2.2 Biological effects of wear particles
Wear particles generated by artificial joint prostheses are released at the bone-implant interface and trigger a series of biological reactions, leading to osteolysis and aseptic loosening.
Effect of wear particles on macrophages: Wear particles, such as metal particles, ultra-high molecular weight polyethylene (UHMWPE) particles, and bone cement particles, can activate macrophages. After recognizing and engulfing wear particles, macrophages will be activated and release a series of inflammatory factors, such as TNF-α and IL-6, which participate in the local inflammatory response and may promote the occurrence of adverse reactions such as aseptic loosening and osteolysis. At the same time, wear particles may also affect the survival, phagocytosis and other cellular functions of macrophages, thereby further interfering with the body’s immune response and tissue repair process.
Effect of wear particles on osteoclasts: The role of osteoclasts is to degrade the absorbed bone matrix as well as bone minerals and expel them into the blood as Ca. Due to the stimulation of wear particles, the secretion of cytokines and chemokines around the prosthesis is increased. They can activate NF-κB and lead to the enhancement of osteoclast function, while the activity of osteoblasts may be inhibited, resulting in the balance between bone formation and bone resorption being broken. Long-term bone resorption is greater than bone formation, which will lead to decreased bone mass and bone density, and then cause bone metabolism disorders such as osteoporosis. In the field of orthopedic implants, this disorder of bone metabolism may also cause complications such as prosthesis loosening, which may affect the stability and service life of implants.
The effect of wear particles on osteoblasts: the main role of osteoblasts is to promote bone formation and reconstruction, promote calcium deposition to bone, so that bone tissue density increases and texture becomes hard. Wear particles themselves have certain toxicity, and osteoblasts can phagocytose wear particles with a diameter <5 μm, which has potential adverse effects on cell viability, proliferation, and function.
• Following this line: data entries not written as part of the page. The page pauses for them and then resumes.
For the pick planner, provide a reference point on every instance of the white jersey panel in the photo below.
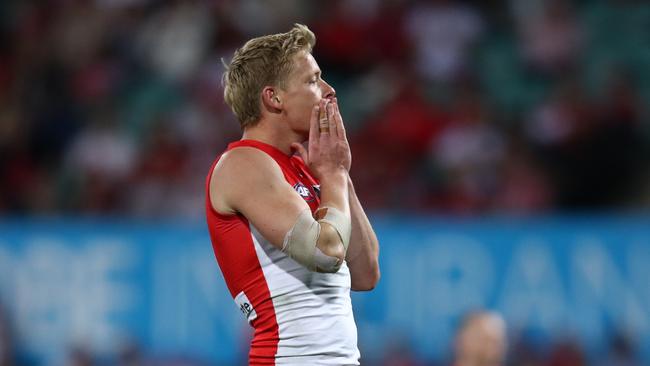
(313, 310)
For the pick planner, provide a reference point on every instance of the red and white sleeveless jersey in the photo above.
(300, 317)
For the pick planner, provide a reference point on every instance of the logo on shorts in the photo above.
(303, 192)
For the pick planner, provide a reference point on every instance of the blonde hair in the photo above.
(262, 61)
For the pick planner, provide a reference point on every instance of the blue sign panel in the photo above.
(106, 284)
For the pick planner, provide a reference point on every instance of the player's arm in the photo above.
(363, 251)
(249, 182)
(363, 254)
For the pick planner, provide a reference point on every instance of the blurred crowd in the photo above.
(115, 107)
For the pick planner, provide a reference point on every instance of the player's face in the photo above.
(304, 89)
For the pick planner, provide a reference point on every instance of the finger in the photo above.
(323, 122)
(323, 125)
(331, 120)
(314, 134)
(340, 127)
(297, 147)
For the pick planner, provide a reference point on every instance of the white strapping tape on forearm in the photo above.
(300, 242)
(339, 221)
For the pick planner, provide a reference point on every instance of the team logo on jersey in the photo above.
(316, 188)
(245, 306)
(303, 192)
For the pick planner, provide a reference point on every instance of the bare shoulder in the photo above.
(238, 171)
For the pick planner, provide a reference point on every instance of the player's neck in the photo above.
(264, 132)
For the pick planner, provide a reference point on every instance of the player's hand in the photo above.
(328, 151)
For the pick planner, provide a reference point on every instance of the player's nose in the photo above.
(328, 90)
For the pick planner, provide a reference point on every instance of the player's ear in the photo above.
(271, 99)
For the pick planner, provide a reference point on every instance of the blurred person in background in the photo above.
(6, 340)
(289, 234)
(481, 340)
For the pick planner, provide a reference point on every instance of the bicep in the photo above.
(256, 188)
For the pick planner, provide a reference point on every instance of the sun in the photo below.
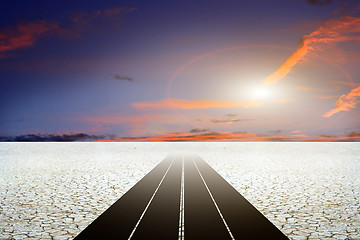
(261, 92)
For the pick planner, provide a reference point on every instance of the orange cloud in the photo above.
(345, 102)
(172, 103)
(25, 35)
(236, 137)
(333, 31)
(328, 97)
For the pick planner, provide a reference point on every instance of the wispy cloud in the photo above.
(231, 120)
(350, 84)
(172, 103)
(328, 97)
(333, 31)
(238, 137)
(345, 102)
(123, 77)
(319, 2)
(25, 35)
(66, 137)
(197, 130)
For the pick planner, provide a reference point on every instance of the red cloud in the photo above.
(25, 35)
(237, 137)
(172, 103)
(333, 31)
(345, 102)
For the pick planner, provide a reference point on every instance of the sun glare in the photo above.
(261, 92)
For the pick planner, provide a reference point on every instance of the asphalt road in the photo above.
(182, 197)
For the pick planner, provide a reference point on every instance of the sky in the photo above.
(259, 70)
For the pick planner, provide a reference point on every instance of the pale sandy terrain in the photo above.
(54, 190)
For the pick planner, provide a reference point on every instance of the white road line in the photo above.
(222, 217)
(182, 209)
(147, 206)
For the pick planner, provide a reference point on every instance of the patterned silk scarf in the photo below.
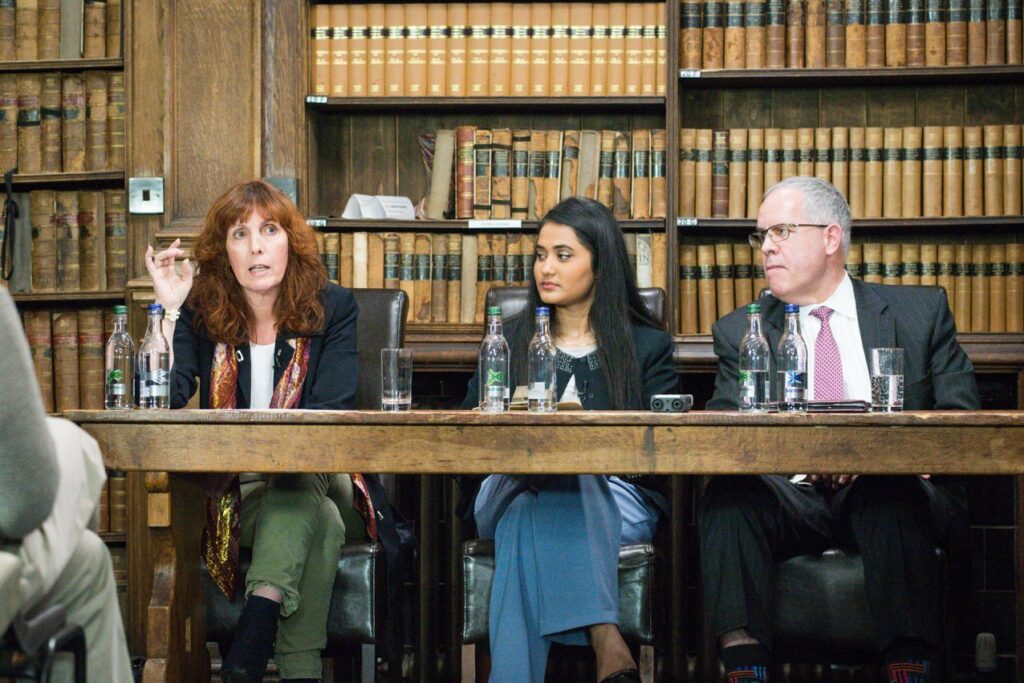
(223, 516)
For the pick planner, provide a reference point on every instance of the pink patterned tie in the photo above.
(827, 364)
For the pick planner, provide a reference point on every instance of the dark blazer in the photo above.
(331, 377)
(937, 373)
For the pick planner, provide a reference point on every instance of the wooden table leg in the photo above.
(176, 614)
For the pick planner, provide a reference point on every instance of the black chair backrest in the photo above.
(513, 300)
(381, 325)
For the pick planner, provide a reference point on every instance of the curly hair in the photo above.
(222, 312)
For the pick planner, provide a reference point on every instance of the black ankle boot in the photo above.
(253, 643)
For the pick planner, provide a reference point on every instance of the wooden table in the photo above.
(168, 444)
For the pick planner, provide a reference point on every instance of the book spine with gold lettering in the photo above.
(96, 84)
(691, 26)
(458, 44)
(91, 244)
(795, 19)
(775, 34)
(910, 154)
(558, 72)
(481, 174)
(320, 19)
(540, 50)
(358, 55)
(857, 157)
(687, 289)
(66, 379)
(640, 170)
(376, 49)
(702, 174)
(658, 174)
(501, 174)
(437, 49)
(415, 78)
(814, 34)
(992, 140)
(835, 34)
(438, 278)
(394, 49)
(465, 137)
(755, 170)
(600, 35)
(453, 272)
(1012, 188)
(737, 173)
(341, 35)
(707, 300)
(519, 72)
(935, 33)
(581, 18)
(116, 239)
(873, 171)
(974, 198)
(500, 66)
(932, 171)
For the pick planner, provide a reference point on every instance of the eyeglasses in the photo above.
(777, 232)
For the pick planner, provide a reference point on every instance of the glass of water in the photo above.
(396, 379)
(887, 380)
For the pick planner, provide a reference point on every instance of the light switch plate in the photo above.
(145, 196)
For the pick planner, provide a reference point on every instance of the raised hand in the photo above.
(171, 289)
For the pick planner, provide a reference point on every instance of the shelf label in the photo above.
(495, 224)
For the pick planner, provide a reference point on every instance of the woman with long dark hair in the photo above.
(557, 538)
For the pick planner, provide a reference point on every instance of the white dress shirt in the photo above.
(846, 331)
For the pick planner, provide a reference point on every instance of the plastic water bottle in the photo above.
(792, 365)
(541, 356)
(754, 358)
(120, 365)
(154, 364)
(493, 366)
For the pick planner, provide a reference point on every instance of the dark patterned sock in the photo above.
(745, 664)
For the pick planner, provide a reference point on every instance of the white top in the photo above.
(261, 361)
(856, 379)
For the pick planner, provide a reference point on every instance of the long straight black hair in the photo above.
(616, 302)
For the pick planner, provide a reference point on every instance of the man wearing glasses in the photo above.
(748, 523)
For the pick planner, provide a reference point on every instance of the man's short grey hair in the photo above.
(822, 203)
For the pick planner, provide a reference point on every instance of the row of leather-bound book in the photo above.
(984, 282)
(905, 172)
(488, 49)
(446, 275)
(69, 242)
(838, 34)
(520, 174)
(59, 30)
(54, 122)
When wear particles are engulfed by osteoblasts, their own toxicity will lead to the death of osteoblasts, release a series of inflammatory substances, and trigger an inflammatory response, which will affect the function and survival of other normal osteoblasts.
Effect of wear particles on fibroblasts: Wear particles acting on fibroblasts can increase the fibrotic process and promote the formation of the fibrous limiting membrane around the prosthesis. The formation of this fibrous limiting membrane may be an important factor in prosthesis loosening. Fibroblasts can also directly phagocytize wear particles with small diameter, produce and release cathepsin K, a large number of osteolytic mediators and inflammatory factors, and may indirectly and directly promote collagen dissolution and bone destruction around the prosthesis.
Conclusion:
In recent years, joint replacement has been widely used worldwide and has significantly improved the symptoms and quality of life of patients. However, aseptic prosthesis loosening is one of the important factors affecting the prognosis of patients, and its mechanism is complex, involving wear particles, autophagy, stress shielding and other aspects. Understanding the mechanism of prosthesis loosening provides an important reference for prevention and treatment. However, with the deepening of research and the continuous improvement of prosthesis materials, we have reasons to believe that the problem of aseptic prosthesis loosening will eventually be overcome, and joint arthroplasty will usher in a broader development prospect.